Monday, October 25, 2010

Battle of Sunshine Church - Round Oak, Georgia

By the time his 2,000+ man force approached the little country chapel called Sunshine Church on July 31, 1864, Union General George H. Stoneman knew he was in trouble. The disaster stalking him hit hard there in an event remembered today as the Battle of Sunshine Church.

Stoneman had ridden south from Decatur four days earlier, planning to break the railroad between Atlanta and Macon before charging into the latter city and releasing the Union prisoners held there at Camp Oglethorpe. This achieved, he planned to ride on to Andersonville and free the tens of thousands of Federal p.o.w.'s at Camp Sumter, before returning to the Union lines at either Atlanta or Pensacola a hero.

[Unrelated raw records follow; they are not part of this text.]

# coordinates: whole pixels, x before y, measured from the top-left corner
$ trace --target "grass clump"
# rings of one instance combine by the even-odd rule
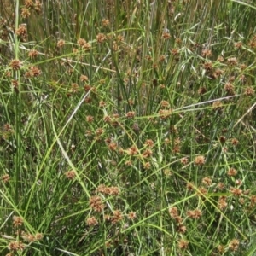
[[[1,255],[253,255],[252,1],[3,1]]]

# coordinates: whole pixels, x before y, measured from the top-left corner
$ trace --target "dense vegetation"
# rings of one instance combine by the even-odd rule
[[[2,0],[1,255],[256,255],[256,5]]]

Things, however, did not go as planned. Stoneman was defeated by swarming Confederate troops on the outskirts of Macon at the Battle of Dunlap Hill. Beginning a rapid retreat back up the railroad for the safety of Sherman's lines around Atlanta, he received multiple reports that Confederate cavalry was on his heels.

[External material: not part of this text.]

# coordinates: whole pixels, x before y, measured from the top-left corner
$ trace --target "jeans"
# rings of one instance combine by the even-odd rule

When he reached Sunshine Church, which was then located just south of today's community of Round Oak, Stoneman learned that Confederate troops were also blocking his way. He had no way of knowing it, but he was opposed by Confederate General Arthur Iverson, who had grown up in the vicinity and knew the backroads and trails north of Macon far better than the Federal soldiers. He got in front of Stoneman and entrenched his men along a ridge just north of the 1864 site of Sunshine Church (the church was relocated a couple of miles north to Round Oak after the war).

While Iverson blocked the way, other Confederates from Macon swarmed up behind Stoneman, effectively trapping the raiders.

The Battle of Sunshine Church lasted into the night of the 31st until the morning of August 1, 1864. It ended on a rise known still today as Stoneman's Hill, where General Stoneman and hundreds of his men raised the white flag in one of the few signal defeats of Union troops during Sherman's Atlanta Campaign.